Winning certainly matters at a lot of high schools, at most colleges, and at all clubs; and all professional programs. Yet when we look at those levels of the game:
* where are the imaginative tactics?
* where are the players with flair that can lend excitement to the game?
* where are the games that aren’t like watching reruns?
I saw a few, and they made the blood rush!
We can’t even tell how good our coaches actually are because the players probably can’t execute the imaginative tactics that our coaches can envision…so we blame the coaches for mediocre performances at all levels.
* Are the players to blame at all for this mess? I don’t think they are exempt from criticism either. How many come to the coach eager for more ideas on how to improve themselves as players? How many are looking for new techniques to master? Most are getting to the next level after years of hearing how good they are. When they get to the next level, and I’m thinking of college now, it is their first experience with playing in an open age group and playing with players to whom they have to prove themselves.
Many even show up believing that they are beyond needing technical training and think that a coach who is trying to improve their technique is out of touch. If they fit into the program they may get 10% better but how many really blossom into something special? Is that the coach’s fault or the fault of a soccer system that doesn’t value the technical coach as part of the system at any advanced level of the game?
* What complicity lies with the parents in this mess? It lies in the idea that if their child plays for the club with the most wins, and costs the most to join, that somehow this will lead to their child having a scholarship. They frequently leave clubs that were trying to give the player a solid technical foundation for a club that wins more. The parents don’t even think about whether their child actually learned all there was to learn from the coaches that made them attractive to other clubs.
Who nurtures this attitude in them? Is it the clubs and their PR programs? Is it the colleges who don’t make any clear statements that programs that produce the best technical/tactical players don’t always have to win to get their attention? Many parents are obsessed with reducing the stress and frustration that is often required to meet the challenges that produce players that are better skilled and stronger mentally. How many parents want to see their child technically challenged repeatedly and hardened to the point that they can compete with people who play to eat?

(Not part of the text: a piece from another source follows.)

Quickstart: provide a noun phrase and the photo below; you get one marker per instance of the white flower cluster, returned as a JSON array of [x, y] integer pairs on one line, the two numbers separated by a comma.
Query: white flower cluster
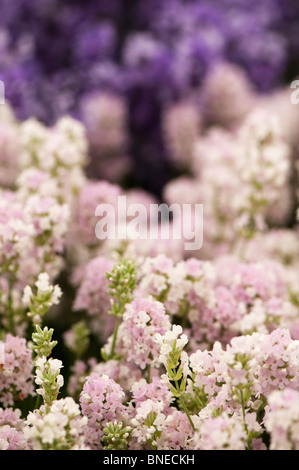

* Are referees complicit in our failure to develop better technical players? Yes. However, I do not believe it is intentional at all. We need our referees to be more protective of the players at all levels so technical flair can be nurtured and on display. Increasingly, the game is getting more rugby-like. Aggressiveness is being substituted for defensive 1v1 skill. Physically threatening play when they’re young is down to ineptness. Overly physical play when they’re older is down to style and, after all, they’re grown ups. To some degree, referees should be the guardians of the beautiful game as much as enforcers of its laws.
We have a few oases in this technical desert where the premier clubs and high schools are focused more on technical development and believe that winning will come. Only the most secure clubs can afford to tell a parent that they are going to focus on technical development and not worry about their winning until they are U14 and up, and if they don’t get it, they should take their child somewhere else.
Until we find a way around the complexity of this mess we are going to continuously look at coaches who have to work with what they can get, and then take the blame for the mediocre level of the game, some of which they deserve and some of which they don’t.
Of course, there is a relatively simple partial solution:
* Create more technical coaches and use them to improve the players we have now and those we will get in the future.
* Technical coaches are the first step.
* Position coaches are the second step.
* Use the technology we have in the USA that we pioneered.
* UEFA is a step ahead of what we need first.
Think about this. If the “game is the best teacher,” then all I have to do is play 3,000 rounds of golf and I would be nearly as good as Tiger Woods!